There is definitely significant behind-the-scenes activity in the area. It is fair to debate, though, whether such activity will translate into actual legislation, given the near certainty that industry will push back.
Either way, for mobile developers, this is not an issue to let slide off the radar.
'Breaches on the Rise'
Earlier this year the Federal Trade Commission laid down new guidelines for mobile applications. Specifically, the new rules take the same rationale that ads in newspapers, radio and television are subject to, and apply it to mobile devices and social media as well.
Also earlier this year, the U.S. House of Representatives introduced a little-noticed act that Grant thinks has significant potential to become law -- or at least further influence the debate on mobile privacy.
It's the Application Privacy, Protection and Security (APPS) Act and, broadly speaking, it would require mobile developers to give notice and gain consent for any information gathering they do with a mobile app.
Meanwhile, the National Telecommunications and Information Administration, part of the U.S. Commerce Department, is working on a code of conduct for mobile developers that calls for similar practices, Grant said.
All of these various initiatives --- from the FTC to NTIA -- suggest that the mobile privacy issue is more alive than perhaps many in the industry realize.
Industry may groan at the regulation, but the silver lining around this particular cloud is that common guidelines would make life easier, Bluebox cofounder and COO Adam Ely told CRM Buyer.
"With breaches on the rise, states have already begun to address this issue with legislation," Ely said. "However, a federal statute would be the most effective approach, and the sooner this is done, the better chance we have to stem the tide of rapidly escalating breaches."
How soon that will happen, however, is not so clear.
"There hasn't been a lot of debate of any of these existing proposals, especially regarding location privacy," Daniel Castro, senior analyst at the Information Technology & Innovation Foundation, told CRM Buyer. "I would expect that if there was a push for legislation, the industry would push back and ask for more time to study and prepare for these proposals."
That said, it will be the wise mobile developer who moves forward assuming that some kind of additional regulations will be in the offing.
Many developers already think along these lines, in fact, and have adopted a practice of "reserving" multiple permissions that aren't actually needed in order to avoid having to ask for permissions again -- such as upon adding features in future releases, Gavin Kim, chief commercial officer for NQ Mobile, told CRM Buyer.
'A Front-Burner Issue'
Increasingly, in fact, mobile developers are recognizing that they do have to better explain not only what permissions they are requesting but also why they are requesting them, Kim said.

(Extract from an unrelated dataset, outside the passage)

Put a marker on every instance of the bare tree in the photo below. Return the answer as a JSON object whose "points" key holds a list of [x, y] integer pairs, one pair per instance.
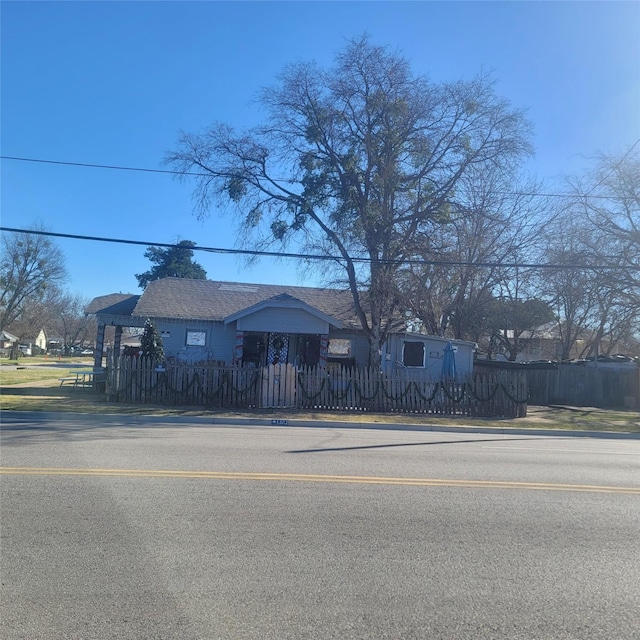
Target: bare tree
{"points": [[31, 264], [494, 223], [355, 162]]}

"For example, it makes sense that Foursquare needs your location," he explained. "It does not make sense that a flashlight app does."
Indeed, "privacy is now and will continue to be a front-burner issue for application developers in 2013 and beyond," Mark Connon, executive vice president of corporate and business development at Nexage, told CRM Buyer.
"Mobile advertising companies and application providers will benefit by proactively and aggressively developing privacy policies that enable consumer notice and choice," Cannon predicted, "and enforcing those policies through the technologies those developers deploy."